Had the factor scores been stored, we could examine the trace plots for them using the code below, where mat=TRUE and by.fac=FALSE (the default) means, in this case, to plot all factors simultaneously for a given observation, say the 1st (however this is not shown, as the scores were not stored).

plot(resIMIFA, plot.meth="trace", param="scores", mat=TRUE, ind=1)

We could instead plot all observations simultaneously for a given factor, say the 2nd (also not shown).

plot(resIMIFA, plot.meth="trace", param="scores", mat=TRUE, by.fac=TRUE, fac=2)
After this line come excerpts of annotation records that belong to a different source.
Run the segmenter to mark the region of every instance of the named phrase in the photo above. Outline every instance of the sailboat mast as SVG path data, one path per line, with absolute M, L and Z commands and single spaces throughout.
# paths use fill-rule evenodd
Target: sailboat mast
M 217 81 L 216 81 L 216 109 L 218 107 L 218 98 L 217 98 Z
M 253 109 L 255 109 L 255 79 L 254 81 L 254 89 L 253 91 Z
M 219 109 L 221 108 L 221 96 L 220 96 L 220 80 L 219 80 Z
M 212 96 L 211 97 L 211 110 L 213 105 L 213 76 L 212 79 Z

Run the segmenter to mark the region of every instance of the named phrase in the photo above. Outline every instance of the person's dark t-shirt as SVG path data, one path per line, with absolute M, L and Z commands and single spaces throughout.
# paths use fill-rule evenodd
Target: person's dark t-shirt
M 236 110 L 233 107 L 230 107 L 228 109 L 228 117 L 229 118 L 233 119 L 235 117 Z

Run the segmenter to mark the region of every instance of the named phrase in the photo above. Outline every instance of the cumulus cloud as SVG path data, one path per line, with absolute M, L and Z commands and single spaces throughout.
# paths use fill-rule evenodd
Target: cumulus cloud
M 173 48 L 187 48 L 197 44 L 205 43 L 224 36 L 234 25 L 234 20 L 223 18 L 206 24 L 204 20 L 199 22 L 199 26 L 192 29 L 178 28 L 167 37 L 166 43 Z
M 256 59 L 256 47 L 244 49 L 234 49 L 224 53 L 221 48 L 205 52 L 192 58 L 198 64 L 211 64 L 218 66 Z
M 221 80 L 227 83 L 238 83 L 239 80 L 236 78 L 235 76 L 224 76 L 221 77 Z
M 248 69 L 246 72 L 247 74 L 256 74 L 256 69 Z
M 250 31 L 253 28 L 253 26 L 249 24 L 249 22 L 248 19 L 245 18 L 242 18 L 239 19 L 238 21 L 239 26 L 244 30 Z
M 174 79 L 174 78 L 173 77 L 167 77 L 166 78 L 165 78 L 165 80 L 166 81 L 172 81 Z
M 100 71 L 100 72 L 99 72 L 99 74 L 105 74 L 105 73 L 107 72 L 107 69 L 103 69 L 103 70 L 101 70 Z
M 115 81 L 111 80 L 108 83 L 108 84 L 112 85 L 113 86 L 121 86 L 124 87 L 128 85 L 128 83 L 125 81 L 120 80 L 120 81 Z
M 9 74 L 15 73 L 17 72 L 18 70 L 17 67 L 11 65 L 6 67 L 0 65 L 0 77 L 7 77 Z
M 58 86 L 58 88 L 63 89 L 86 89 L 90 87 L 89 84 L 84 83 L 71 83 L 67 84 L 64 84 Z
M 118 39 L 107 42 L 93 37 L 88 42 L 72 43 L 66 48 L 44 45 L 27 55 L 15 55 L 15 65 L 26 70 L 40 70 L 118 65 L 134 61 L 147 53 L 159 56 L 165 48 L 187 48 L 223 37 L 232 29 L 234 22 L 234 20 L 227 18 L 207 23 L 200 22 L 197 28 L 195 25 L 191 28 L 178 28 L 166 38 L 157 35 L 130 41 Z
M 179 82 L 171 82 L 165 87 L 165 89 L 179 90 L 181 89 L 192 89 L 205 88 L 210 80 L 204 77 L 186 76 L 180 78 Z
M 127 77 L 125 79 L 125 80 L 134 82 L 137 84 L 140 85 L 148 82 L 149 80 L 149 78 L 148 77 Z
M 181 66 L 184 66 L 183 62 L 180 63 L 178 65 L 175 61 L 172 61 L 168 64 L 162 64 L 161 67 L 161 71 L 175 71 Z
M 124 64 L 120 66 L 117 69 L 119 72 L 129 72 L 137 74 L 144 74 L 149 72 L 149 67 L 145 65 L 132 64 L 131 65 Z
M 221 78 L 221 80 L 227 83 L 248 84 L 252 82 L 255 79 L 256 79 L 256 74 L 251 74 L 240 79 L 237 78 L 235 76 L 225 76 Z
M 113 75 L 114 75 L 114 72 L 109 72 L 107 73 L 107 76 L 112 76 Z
The code below will produce only a heatmap of the loadings matrix in the first cluster: note, however, that heat.map=TRUE by default for loadings (whereas the opposite is true for the scores). Darker colours correspond to entries which are more negatively loaded and vice versa.

plot(resIMIFA, plot.meth="means", param="loadings", heat.map=TRUE, g=1)

To examine uniquenesses from all clusters in the form of a parellel coordinates plot, type

plot(resIMIFA, plot.meth="parallel.coords", param="uniquenesses")

The error between the empirical and estimated covariance matrices (by group and averaged across groups) can sometimes provide a useful indicator of the validity of a clustering solution, and can be visualised as follows:

plot(resIMIFA, plot.meth="errors")
## Average Error Metrics :
##          MSE          MAE        MEDSE        MEDAE         RMSE 
## 7.380864e-04 1.443915e-02 7.000663e-05 7.689004e-03 2.429045e-02 
##        NRMSE 
## 2.096497e-02

Finally, inference can be conducted on the Pitman-Yor concentration parameter \(\alpha\) and discount parameter \(d\) (assuming learn.alpha and learn.d, respectively, were not set to FALSE when mcmc_IMIFA was initially run using the IMFA/IMIFA methods), where all below refers to trace, density, posterior means, and ACF (correlation) plots. Note that the density for discount accounts for the point-mass at zero built into its prior.

plot(resIMIFA, plot.meth="all", param="alpha")

plot(resIMIFA, plot.meth="all", param="discount")

References

For a more detailed description of the kind of things IMIFA can do and the purposes for which the model was developed, please consult the followng papers:

Murphy, K., Gormley, I. C. and Viroli, C. (2017) Infinite Mixtures of Infinite Factor Analysers: Nonparametric Model-Based Clustering via Latent Gaussian Models, to appear, arXiv:1701.07010.

Bhattacharya, A. and Dunson, D. B. (2011). Sparse Bayesian infinite factor models. Biometrika, 98(2): 291-306.